REV. W. MORLEY PUNSHON.
“Ye also, as lively stones, are built up a spiritual house, an holy priesthood, to offer up spiritual sacrifices, acceptable to God by Jesus Christ.”—1 Peter ii. 5.
There is a manifest reference in the fourth verse to the personage alluded to in Psalm cxviii. 22, 23: “The stone which the builders refused is become the head stone of the corner. This is the Lord’s doing; it is marvellous in our eyes.” And this passage is applied by Christ to himself in Matthew xxi. 42: “Jesus saith unto them, Did ye never read in the scriptures, The stone which the builders rejected, the same is become the head of the corner: this is the Lord’s doing, and it is marvellous in our eyes.” The Apostle therefore places the beginning of any connection with Christianity in coming to Christ, and assures believers that in their union with Him alone consists the fulness of their dignity
and privilege. And there is no truth that will more readily be acknowledged, or receive a heartier acquiescence from the heart of a believer. What could we do without Jesus? In our every necessity He is our “refuge and strength,” in our perils He compasses us about with songs of deliverance, his life is our perfect example, his death is our perfect atonement. Well might the Apostle interrupt the course of his argument with the grateful apostrophe, “Unto you, therefore, which believe, He is precious;” and exhort them “that ye should show forth the praises of Him who hath called you out of darkness into his marvellous light.” The text presents us with topics of meditation worthy of our prayerful study, as it reveals to us—
I.—The Character.
II.—The Privilege.
III.—The Duty of Believers.
I. You observe that in the text believers are presented as a spiritual house and a holy priesthood; two different illustrations, which, if you translate the word here rendered “house” by the more sacred word “temple,” will be found to have the same religious significance, and a close connection with each other.

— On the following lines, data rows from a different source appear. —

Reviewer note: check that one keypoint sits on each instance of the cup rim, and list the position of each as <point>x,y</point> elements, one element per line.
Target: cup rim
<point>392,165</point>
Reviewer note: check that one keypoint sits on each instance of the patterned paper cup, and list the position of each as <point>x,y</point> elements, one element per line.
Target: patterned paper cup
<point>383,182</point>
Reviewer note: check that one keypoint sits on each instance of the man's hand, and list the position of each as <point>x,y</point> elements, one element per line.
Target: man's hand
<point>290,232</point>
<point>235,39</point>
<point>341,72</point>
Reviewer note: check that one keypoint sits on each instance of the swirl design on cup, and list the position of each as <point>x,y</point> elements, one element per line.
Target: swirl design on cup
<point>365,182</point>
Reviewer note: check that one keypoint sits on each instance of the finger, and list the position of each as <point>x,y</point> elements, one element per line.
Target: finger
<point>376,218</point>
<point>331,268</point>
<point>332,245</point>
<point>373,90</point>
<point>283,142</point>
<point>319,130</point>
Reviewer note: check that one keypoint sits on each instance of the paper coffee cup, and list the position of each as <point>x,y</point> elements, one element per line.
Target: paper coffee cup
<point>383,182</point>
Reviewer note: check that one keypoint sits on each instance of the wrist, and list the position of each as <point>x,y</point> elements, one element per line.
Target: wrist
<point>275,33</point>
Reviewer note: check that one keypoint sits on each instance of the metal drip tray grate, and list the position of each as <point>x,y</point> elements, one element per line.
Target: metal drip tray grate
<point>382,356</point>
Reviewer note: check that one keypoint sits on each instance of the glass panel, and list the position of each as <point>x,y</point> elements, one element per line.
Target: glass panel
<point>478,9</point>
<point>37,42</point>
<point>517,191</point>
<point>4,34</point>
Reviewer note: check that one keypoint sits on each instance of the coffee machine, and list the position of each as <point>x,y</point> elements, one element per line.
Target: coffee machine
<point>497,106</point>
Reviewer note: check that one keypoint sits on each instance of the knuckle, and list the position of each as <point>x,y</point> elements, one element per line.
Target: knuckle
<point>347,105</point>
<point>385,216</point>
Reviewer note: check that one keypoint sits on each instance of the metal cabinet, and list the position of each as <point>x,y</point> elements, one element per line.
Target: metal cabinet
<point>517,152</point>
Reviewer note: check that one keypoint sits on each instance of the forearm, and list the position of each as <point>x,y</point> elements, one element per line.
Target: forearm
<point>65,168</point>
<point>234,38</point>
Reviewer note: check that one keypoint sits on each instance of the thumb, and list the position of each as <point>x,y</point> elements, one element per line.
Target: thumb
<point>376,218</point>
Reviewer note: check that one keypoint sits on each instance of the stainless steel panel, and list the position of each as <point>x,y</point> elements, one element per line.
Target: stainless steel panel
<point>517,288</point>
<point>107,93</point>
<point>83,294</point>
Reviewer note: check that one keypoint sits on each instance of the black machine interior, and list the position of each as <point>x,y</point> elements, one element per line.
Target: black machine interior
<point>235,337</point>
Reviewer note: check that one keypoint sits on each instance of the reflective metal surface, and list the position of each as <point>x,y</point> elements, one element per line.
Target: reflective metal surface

Coming to
Christ as the foundation-stone of the building, “disallowed indeed of men, but chosen of God, and precious,” the Church rises into a spiritual temple. From Christ, the great High Priest, “consecrated after no carnal commandment,” believers rise into a holy priesthood by a majestic investiture that is higher than the ordination of Aaron. There are two points in the character of the ransomed Church which are illustrated in these words:—spirituality and holiness.